Indiens Weg: Das Land präsentiert sich inmitten des Handelskriegs als Alternative zu China

Während China unddie USA einen Handelskrieg mit unvorhersehbarem Ausgang führen, könnte sich Indien als verlässlicher Handelspartner im Osten herausstellen – und das nicht nur für die Amerikaner.

Im April traf sich US-Vizepräsident JD Vance während einer Familienreise nach Indien mit dem indischen Premierminister Narendra Modi. Beide lobten die Bemühungen des jeweils anderen, bilaterale Abkommen in verschiedenen Sektoren abzuschließen.

Auch die Europäische Union hat den indischen Automobilmarkt als Absatzmarkt für die von den Mitgliedsstaaten produzierten Autos im Blick. Die Verhandlungen schreiten angeblich voran, und Indien könnte die Zölle senken.

Und das Vertrauen in Indien als Handelspartner wächst. In einer im Januar dieses Jahres vom britischen Unternehmen OnePoll durchgeführten Umfrage gaben 61 Prozent der 500 leitenden Manager amerikanischer Unternehmen an, Indien China vorzuziehen, wenn beide Länder die gleichen Materialien herstellten.

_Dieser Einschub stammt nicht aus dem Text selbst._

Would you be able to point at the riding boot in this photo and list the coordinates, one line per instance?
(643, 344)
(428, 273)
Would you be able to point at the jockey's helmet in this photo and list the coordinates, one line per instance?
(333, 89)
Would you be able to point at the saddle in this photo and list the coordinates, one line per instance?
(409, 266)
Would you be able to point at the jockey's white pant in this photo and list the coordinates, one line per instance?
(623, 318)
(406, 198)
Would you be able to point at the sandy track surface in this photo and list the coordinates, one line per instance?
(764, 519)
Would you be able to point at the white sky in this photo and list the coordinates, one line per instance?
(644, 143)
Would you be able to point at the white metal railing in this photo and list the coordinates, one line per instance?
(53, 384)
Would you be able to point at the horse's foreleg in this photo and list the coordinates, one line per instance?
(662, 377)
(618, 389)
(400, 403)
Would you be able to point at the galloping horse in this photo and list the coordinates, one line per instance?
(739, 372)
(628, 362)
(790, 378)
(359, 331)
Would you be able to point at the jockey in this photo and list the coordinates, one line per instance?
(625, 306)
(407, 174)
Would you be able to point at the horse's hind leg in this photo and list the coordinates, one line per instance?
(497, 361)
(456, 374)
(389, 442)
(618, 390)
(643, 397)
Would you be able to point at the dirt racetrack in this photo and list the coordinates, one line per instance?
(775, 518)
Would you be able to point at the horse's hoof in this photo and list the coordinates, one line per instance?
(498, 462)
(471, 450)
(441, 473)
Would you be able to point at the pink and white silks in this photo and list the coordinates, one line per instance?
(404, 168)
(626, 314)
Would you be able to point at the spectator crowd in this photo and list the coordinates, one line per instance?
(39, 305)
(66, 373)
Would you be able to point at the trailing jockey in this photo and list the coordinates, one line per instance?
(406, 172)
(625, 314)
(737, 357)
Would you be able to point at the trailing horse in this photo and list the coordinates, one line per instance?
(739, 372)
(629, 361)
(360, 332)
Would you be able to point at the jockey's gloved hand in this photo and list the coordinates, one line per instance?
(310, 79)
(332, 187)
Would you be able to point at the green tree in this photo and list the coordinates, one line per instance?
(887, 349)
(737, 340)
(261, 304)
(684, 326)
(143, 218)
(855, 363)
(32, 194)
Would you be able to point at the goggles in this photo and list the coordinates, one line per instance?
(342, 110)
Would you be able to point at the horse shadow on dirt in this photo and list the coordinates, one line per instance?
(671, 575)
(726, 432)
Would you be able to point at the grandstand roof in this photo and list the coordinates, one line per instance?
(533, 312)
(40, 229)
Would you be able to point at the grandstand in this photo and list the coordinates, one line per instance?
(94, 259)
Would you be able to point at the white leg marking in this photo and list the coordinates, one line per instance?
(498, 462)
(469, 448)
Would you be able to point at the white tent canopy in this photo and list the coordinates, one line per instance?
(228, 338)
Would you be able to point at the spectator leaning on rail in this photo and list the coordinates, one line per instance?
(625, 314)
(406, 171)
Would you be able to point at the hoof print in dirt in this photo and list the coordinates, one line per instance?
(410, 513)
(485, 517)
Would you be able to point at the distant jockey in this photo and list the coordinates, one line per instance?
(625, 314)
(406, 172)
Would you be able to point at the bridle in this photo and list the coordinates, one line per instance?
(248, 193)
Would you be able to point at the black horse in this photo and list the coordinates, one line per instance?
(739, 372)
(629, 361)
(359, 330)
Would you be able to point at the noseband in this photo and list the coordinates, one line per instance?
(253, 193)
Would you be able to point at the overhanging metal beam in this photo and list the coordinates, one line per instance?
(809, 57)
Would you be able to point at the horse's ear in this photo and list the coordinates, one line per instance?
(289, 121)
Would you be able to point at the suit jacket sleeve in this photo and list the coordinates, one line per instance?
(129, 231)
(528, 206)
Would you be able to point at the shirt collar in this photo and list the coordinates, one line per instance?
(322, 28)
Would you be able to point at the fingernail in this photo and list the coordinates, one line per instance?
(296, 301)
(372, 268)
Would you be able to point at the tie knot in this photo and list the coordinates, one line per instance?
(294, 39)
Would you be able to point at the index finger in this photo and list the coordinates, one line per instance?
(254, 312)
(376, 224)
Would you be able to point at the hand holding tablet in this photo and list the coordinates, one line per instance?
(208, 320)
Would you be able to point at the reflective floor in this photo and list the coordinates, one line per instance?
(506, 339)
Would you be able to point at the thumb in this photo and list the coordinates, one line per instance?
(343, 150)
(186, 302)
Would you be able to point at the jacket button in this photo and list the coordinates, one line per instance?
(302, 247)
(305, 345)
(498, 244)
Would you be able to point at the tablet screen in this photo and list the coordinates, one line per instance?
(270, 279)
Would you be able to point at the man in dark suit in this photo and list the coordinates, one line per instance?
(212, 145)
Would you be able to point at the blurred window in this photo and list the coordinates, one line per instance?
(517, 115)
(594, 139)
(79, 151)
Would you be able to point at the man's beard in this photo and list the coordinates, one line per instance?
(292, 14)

Der gleichen Umfrage zufolge möchten 56 % der Führungskräfte, dass ihr Bedarf an Lieferketten in den nächsten fünf Jahren von Indien und nicht von China gedeckt wird.

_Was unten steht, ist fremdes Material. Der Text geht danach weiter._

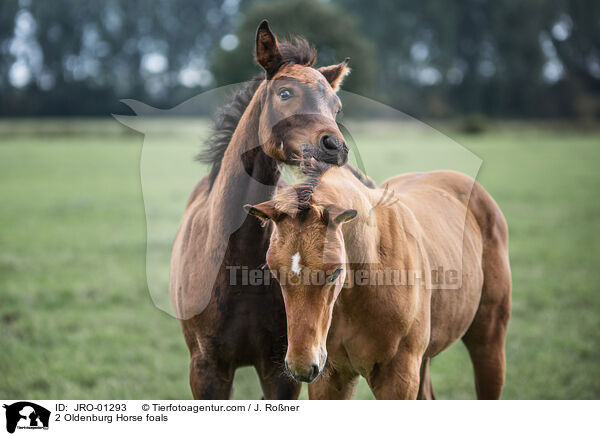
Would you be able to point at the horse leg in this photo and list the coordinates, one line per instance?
(333, 385)
(276, 384)
(425, 387)
(485, 337)
(397, 379)
(208, 380)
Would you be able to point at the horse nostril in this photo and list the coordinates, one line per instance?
(329, 142)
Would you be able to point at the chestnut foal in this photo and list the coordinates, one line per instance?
(393, 315)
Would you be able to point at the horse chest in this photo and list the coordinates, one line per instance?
(359, 345)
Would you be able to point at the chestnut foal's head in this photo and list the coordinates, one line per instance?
(299, 102)
(307, 256)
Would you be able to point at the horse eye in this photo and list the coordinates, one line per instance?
(335, 275)
(284, 93)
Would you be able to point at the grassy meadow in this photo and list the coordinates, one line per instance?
(77, 319)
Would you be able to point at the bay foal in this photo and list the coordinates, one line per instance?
(274, 120)
(387, 329)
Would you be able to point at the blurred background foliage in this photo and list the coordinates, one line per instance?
(502, 58)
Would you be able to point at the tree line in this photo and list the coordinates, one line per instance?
(503, 58)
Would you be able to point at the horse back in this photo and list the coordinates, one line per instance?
(459, 221)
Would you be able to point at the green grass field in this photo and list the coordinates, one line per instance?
(77, 320)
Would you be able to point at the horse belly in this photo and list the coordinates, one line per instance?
(453, 309)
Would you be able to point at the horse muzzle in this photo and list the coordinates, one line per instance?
(305, 372)
(331, 151)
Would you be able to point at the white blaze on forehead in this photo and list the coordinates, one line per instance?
(296, 263)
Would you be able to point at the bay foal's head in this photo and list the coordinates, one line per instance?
(307, 255)
(299, 102)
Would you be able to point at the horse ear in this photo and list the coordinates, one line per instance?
(345, 216)
(267, 51)
(265, 211)
(335, 74)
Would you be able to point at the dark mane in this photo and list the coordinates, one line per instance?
(297, 198)
(296, 51)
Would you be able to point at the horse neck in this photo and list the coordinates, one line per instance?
(247, 174)
(361, 235)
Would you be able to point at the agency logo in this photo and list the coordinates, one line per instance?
(26, 415)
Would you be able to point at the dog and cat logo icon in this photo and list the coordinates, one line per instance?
(26, 415)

Am 1. Mai erklärte Apple-Chef Tim Cook, dass die Mehrheit der in den USA verkauften iPhones in Indien hergestellt werde, während iPads und andere Geräte aus Vietnam stammen würden.

Leonardo Paz, Forscher am FGV International Intelligence Center, weist darauf hin, dass Indien tatsächlich zu einem wahrscheinlichen Partner im Osten geworden ist. Er betont jedoch, dass dieser Prozess nicht nur nicht neu, sondern auch nicht auf Indien beschränkt sei.

„Einige asiatische Länder, insbesondere Vietnam, Thailand und Südkorea, wurden stark genutzt und haben von anderen Ländern große Investitionen erhalten, um sich als Produktionsplattformen zu organisieren“, sagt er.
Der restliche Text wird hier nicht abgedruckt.